Plastic’s Performance Benefits
One of the major problems that plagues conventional cooling tower performance is corrosion imposed by the environment (e.g., salt air, industrial pollutants) or cooling system waters and their required chemical water treatment. With a shell of galvanized sheet metal, conventional models can be maintenance-intensive and destined for a relatively brief service life, often seven years or fewer. The maintenance factor is not only expensive in terms of downtime, but it also is laborious to clean or coat away corroded shell panels and weld or gasket patches. Plus, the amount of chemicals required to inhibit corrosion also costly.

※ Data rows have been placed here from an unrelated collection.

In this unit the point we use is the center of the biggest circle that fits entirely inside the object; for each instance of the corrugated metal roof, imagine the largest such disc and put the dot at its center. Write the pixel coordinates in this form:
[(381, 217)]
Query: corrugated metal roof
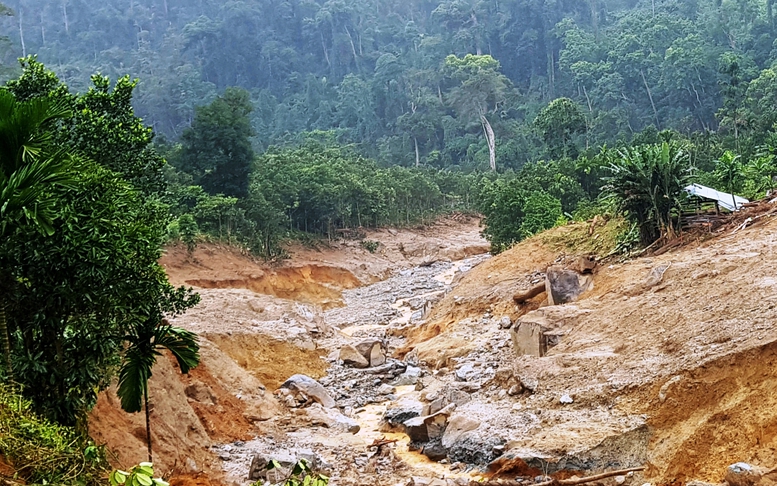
[(724, 199)]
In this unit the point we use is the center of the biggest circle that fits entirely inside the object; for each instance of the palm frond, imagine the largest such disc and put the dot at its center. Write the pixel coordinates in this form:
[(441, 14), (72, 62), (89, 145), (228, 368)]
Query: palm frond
[(133, 377)]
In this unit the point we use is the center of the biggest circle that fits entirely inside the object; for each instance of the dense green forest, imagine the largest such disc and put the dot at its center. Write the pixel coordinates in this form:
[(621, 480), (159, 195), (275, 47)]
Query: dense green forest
[(129, 124), (376, 71)]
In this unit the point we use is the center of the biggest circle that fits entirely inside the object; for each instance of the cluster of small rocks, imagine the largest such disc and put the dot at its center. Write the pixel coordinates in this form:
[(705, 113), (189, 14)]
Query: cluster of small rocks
[(372, 304)]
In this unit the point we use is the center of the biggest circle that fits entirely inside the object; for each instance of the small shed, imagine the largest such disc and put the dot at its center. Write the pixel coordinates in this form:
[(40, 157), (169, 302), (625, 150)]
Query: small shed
[(722, 199)]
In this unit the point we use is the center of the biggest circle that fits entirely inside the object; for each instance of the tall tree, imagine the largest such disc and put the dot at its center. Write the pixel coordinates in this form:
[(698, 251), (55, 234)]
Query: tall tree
[(217, 148), (30, 166), (480, 91)]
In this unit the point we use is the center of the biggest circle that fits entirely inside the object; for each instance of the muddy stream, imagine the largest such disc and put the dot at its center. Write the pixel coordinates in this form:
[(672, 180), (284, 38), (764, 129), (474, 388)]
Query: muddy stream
[(372, 311)]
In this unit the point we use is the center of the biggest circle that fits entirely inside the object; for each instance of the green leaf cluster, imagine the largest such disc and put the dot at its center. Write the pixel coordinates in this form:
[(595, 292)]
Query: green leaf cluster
[(140, 475), (43, 452)]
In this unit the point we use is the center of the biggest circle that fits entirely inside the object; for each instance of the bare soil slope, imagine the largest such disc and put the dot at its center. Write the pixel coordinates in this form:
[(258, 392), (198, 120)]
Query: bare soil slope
[(257, 325), (678, 370)]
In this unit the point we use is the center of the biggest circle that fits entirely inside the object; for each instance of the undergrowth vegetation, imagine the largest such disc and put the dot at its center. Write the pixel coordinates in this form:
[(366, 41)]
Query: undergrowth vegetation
[(43, 452)]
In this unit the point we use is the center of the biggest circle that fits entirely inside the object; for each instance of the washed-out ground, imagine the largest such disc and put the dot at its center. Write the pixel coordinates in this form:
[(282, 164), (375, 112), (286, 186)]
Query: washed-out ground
[(665, 362)]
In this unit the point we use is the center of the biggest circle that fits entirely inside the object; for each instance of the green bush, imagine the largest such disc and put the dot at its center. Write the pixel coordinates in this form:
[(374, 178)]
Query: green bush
[(42, 452), (140, 475), (648, 182), (301, 475), (370, 245)]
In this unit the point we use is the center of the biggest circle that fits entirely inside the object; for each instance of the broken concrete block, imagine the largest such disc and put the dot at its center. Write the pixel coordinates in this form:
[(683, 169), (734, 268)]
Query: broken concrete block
[(458, 425), (311, 388), (350, 356), (535, 333), (586, 264)]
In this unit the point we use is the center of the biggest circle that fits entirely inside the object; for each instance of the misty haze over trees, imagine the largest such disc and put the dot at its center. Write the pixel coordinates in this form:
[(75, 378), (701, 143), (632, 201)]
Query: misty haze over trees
[(132, 124), (376, 71)]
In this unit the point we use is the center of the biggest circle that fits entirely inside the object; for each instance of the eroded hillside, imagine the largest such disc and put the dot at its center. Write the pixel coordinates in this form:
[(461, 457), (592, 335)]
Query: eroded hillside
[(665, 361)]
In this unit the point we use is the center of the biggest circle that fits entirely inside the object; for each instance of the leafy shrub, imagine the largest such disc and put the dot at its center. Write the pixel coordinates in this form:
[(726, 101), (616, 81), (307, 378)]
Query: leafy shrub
[(541, 211), (370, 245), (301, 475), (189, 230), (649, 183), (141, 475), (42, 452)]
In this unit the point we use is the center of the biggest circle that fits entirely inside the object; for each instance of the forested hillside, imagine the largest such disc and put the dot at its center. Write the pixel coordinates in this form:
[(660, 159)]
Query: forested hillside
[(376, 71)]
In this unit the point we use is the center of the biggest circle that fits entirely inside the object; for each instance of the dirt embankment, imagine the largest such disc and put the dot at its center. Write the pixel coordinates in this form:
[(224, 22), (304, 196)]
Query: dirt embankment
[(258, 325), (676, 371)]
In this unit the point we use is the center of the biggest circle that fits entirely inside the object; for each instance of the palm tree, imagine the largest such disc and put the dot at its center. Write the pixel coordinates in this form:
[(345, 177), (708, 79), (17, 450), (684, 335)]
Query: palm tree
[(648, 181), (29, 168), (146, 340)]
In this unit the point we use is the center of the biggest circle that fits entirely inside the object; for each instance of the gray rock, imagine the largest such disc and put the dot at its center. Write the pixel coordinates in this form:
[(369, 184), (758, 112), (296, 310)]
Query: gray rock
[(435, 451), (564, 285), (386, 389), (458, 425), (333, 419), (419, 481), (744, 474), (377, 355), (351, 356), (311, 388), (409, 377), (402, 411), (200, 392), (465, 372), (427, 428), (472, 448), (258, 468)]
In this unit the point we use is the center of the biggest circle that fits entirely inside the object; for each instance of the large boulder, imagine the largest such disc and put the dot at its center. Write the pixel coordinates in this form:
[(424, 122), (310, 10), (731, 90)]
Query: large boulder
[(310, 388), (429, 427), (332, 418), (536, 332), (565, 285), (402, 410), (458, 425), (349, 355), (373, 350)]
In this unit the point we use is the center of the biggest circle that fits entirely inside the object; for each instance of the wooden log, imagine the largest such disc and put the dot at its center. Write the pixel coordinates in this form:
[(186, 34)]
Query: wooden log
[(523, 296), (566, 482)]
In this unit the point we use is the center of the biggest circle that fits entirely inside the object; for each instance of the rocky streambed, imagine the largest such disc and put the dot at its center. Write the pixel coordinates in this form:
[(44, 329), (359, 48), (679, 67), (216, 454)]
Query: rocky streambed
[(377, 419), (368, 396)]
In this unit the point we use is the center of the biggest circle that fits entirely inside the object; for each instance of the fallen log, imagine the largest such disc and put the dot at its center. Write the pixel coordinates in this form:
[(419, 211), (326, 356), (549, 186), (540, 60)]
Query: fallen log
[(564, 482), (521, 297)]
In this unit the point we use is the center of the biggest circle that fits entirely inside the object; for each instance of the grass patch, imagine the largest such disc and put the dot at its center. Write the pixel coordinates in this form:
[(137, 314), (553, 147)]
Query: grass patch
[(598, 237), (42, 452)]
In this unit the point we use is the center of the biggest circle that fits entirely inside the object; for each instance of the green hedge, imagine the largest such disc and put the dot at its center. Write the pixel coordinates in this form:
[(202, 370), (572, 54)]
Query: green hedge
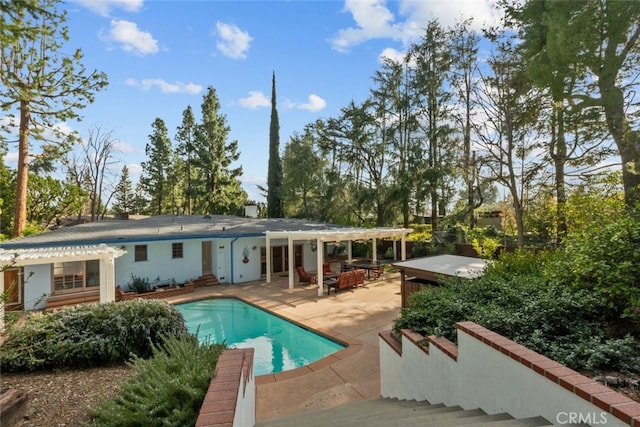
[(562, 322), (89, 335)]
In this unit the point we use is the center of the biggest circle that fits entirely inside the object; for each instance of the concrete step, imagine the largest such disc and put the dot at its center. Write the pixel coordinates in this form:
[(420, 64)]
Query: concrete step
[(393, 412)]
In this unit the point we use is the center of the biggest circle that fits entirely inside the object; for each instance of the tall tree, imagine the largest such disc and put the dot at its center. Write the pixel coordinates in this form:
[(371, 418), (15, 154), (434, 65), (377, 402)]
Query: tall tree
[(185, 137), (98, 157), (302, 182), (219, 191), (596, 42), (510, 133), (40, 82), (274, 177), (396, 117), (123, 197), (465, 72), (433, 67), (154, 179), (7, 196)]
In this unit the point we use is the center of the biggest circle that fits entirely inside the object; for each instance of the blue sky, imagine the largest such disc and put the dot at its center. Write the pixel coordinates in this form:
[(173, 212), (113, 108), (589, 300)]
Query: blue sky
[(160, 57)]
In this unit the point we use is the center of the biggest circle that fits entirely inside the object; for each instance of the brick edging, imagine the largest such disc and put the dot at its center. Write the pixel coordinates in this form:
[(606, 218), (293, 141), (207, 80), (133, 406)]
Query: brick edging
[(617, 404), (219, 405)]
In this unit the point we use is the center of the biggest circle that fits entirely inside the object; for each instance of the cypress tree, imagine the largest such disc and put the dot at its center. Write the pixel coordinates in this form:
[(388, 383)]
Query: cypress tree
[(274, 177)]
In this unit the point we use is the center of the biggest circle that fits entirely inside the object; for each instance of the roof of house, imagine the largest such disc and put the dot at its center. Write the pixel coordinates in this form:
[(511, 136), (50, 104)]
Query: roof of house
[(165, 227)]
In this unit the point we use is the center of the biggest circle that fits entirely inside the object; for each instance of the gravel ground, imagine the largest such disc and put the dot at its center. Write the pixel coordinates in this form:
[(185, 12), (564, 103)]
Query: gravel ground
[(62, 398)]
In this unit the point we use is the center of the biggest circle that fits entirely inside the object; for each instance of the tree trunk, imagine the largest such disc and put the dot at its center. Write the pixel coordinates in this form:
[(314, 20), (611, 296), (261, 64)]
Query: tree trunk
[(626, 139), (559, 160), (20, 217)]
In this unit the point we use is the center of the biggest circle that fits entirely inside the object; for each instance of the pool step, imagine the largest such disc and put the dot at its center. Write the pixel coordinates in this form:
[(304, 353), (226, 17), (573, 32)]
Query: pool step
[(206, 280), (393, 412)]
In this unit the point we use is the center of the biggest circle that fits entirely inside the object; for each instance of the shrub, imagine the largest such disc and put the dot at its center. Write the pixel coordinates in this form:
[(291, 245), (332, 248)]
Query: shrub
[(166, 390), (139, 285), (89, 335)]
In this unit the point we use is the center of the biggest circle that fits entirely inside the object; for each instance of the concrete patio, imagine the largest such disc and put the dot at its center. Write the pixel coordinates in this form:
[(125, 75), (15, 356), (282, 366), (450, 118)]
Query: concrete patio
[(353, 316)]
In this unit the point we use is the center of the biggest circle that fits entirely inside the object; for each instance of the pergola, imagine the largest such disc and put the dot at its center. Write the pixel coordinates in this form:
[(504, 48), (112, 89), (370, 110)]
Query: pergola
[(337, 235), (33, 256)]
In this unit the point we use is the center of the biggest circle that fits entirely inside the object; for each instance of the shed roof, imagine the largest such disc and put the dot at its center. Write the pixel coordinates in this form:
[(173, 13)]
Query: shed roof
[(443, 265), (31, 256)]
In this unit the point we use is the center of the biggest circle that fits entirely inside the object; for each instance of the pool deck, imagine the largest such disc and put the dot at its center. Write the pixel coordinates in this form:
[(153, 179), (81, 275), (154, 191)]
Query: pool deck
[(354, 317)]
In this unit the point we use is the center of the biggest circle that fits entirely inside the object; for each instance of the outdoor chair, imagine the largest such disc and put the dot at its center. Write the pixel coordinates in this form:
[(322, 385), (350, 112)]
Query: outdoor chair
[(326, 268), (359, 274), (305, 277), (377, 272)]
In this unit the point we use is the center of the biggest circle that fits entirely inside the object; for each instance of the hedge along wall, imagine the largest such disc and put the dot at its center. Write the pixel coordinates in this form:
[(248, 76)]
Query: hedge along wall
[(488, 371)]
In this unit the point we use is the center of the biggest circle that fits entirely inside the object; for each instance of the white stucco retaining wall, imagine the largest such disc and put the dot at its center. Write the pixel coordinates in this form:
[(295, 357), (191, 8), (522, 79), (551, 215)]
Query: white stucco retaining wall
[(495, 374)]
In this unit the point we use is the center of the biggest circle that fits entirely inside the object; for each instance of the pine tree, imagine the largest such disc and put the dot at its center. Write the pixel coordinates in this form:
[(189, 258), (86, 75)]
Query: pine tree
[(274, 178), (185, 136), (40, 81), (123, 197), (154, 181), (217, 189)]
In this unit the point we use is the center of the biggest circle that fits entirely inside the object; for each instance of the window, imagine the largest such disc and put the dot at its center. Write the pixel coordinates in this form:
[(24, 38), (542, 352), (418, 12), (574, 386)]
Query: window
[(140, 253), (176, 250), (76, 275)]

Conversely, HDPE engineered plastic cooling towers are impermeable to corrosion. Therefore, they require little maintenance and downtime, and normally require relatively inexpensive chemicals used to retard biological growth.
HDPE models are available in single and modular configurations from 10 to 2,400 cooling tons. They are in wide use for HVAC and heat exchanger applications throughout commercial, industrial and institutional facilities.